Si on veut faire une définition rigoureuse du fascisme, c’est un mouvement centralisateur19 anti-marxiste, certes capitaliste, mais contre l’usure20 21 et anti-électoraliste22 23. En dehors de très éphémères expériences dans l’entre-deux-guerres24 ou durant la seconde guerre mondiale, le bref panorama dressé plus haut montre qu’aucun mouvement significatif en terme de membres, peut à proprement parler être qualifié de fasciste au sein de la droite nationale française.
Toute qualification de fascisme d’un mouvement patriotique français est avant tout une stratégie de reduction ad mussolinium et donc ad hitlerum, mais ne répond à aucun souci de rigueur ou d’honnêteté intellectuelle.Notes
[1] Il s’agit ici essentiellement de la gauche sociétale, issue de la deuxième gauche, née autour de la revue Telos aux États-Unis.

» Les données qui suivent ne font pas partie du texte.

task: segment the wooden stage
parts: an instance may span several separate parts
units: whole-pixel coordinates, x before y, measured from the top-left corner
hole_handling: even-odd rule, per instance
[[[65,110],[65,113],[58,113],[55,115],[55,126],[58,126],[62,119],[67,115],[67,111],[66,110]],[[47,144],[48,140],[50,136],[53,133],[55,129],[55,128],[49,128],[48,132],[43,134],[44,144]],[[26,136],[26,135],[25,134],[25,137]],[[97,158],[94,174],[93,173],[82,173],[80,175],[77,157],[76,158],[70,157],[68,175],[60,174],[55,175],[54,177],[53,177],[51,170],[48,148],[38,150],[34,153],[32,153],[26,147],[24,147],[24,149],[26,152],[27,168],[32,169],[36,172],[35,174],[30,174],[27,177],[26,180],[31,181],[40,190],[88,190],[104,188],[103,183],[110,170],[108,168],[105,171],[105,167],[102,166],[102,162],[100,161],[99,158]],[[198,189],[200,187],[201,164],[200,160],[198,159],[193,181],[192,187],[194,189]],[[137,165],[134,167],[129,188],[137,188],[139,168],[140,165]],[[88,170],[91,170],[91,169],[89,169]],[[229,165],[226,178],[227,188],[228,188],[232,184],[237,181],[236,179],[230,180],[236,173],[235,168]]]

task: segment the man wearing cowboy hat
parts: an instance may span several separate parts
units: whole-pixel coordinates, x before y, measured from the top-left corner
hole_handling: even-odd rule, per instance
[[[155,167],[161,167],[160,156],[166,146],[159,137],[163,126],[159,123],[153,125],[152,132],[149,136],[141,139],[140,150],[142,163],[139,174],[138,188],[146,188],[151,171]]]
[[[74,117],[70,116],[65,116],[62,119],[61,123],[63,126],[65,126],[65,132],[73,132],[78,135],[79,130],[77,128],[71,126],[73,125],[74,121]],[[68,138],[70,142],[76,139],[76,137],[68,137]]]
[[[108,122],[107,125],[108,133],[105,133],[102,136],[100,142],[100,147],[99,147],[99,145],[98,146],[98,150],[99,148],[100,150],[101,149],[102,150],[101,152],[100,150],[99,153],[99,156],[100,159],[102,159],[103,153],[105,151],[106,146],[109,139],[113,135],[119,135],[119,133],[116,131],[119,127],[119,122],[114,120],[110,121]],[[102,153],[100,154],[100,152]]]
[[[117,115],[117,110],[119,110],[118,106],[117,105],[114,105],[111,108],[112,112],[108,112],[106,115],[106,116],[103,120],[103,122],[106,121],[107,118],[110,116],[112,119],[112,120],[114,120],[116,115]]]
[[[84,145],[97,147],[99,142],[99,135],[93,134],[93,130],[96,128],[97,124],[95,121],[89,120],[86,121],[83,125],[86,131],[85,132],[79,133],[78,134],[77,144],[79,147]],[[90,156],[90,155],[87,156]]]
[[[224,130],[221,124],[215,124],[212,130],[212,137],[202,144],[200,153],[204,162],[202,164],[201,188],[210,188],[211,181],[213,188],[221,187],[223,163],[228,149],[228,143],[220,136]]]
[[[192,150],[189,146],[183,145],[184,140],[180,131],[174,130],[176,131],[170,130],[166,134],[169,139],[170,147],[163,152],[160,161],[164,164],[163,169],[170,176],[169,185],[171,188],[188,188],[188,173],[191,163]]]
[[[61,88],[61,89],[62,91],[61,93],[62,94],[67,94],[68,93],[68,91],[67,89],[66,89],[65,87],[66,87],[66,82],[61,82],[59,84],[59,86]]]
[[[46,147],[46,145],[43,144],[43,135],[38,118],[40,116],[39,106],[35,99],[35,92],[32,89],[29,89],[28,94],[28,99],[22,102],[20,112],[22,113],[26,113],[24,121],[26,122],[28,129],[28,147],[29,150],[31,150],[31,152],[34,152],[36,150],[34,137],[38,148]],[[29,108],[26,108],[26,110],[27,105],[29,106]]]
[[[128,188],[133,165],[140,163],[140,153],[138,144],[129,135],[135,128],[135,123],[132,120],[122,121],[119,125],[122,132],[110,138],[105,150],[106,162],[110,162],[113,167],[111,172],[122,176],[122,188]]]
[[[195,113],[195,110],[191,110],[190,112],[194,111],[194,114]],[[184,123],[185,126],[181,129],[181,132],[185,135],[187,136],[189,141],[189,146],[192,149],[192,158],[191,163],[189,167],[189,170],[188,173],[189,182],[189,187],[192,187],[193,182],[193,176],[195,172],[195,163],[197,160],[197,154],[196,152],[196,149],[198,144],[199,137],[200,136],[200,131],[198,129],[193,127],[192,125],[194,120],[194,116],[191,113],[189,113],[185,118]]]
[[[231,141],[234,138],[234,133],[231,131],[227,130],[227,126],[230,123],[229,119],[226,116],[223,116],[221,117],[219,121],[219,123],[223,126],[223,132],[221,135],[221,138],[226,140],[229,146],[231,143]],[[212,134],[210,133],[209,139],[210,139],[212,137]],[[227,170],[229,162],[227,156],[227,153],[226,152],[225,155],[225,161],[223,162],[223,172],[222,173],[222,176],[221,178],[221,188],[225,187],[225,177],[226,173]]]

[2] Le fameux liberté, égalité, fraternité.
[3] Sur une définition assez proche d’Ernest Renan et de son « Qu’est-ce qu’une nation ? », et certainement pas « völkisch », ce qui s’explique, vu la germanophobie de Maurras.
[4] Marion Sigaut explique très bien comment les expériences économiques des physiocrates, ancêtres des libéraux, sont une explication à la chute de la monarchie. http://www.dailymotion.com/video/xy17ze_alain-soral-marion-sigaut-comprendre-les-lumieres-1-2_news
[5] Maurras était proche d’Alphonse Daudet dans sa jeunesse.
[6] Le syndicalisme révolutionnaire est un courant du socialisme, s’opposant au marxisme sur la question du sens de l’histoire. Si Marx croit en un sens de l’histoire, Sorel, en héritier de Nietzsche, a plutôt une vision cyclique du temps, et rejette les visions téléologiques de l’histoire.
[7] Cf. Les Méfaits des intellectuels, éditions Kontre Kulture. Berth souhaitait faire une synthèse entre les pensées de Maurras et de Sorel suivant le schéma Apollon et Dionysos, Apollon étant Maurras, le grand classique et Dionysos, Sorel, le romantique. Cf Édouard Berth ou le socialisme héroïque (Sorel – Maurras – Lénine), Alain de Benoist, édition Pardès. Après une brouille avec Valois vers 1917, il se rapprocha de Henri Barbusse et de la revue Clarté, avant de revenir au syndicalisme-révolutionnaire, par déception de l’expérience soviétique, ayant déjà perçu ses dérives autoritaires. De même il fut toujours très hostile à Mussolini pour excès d’étatisme.
[8] Cf. Textes choisis, réunissant Réflexions sur la violence, Les Illusions du progrès et La Décomposition du marxisme, éditions Kontre Kulture. L’une des idées centrale de son œuvre est la défense d’un mythe mobilisateur, celui de la grève générale, opposant la mauvaise force de l’État à la bonne violence de la révolte prolétarienne.
[9] Cf. Les Cahiers du Cercle Proudhon, éditions Kontre Kulture.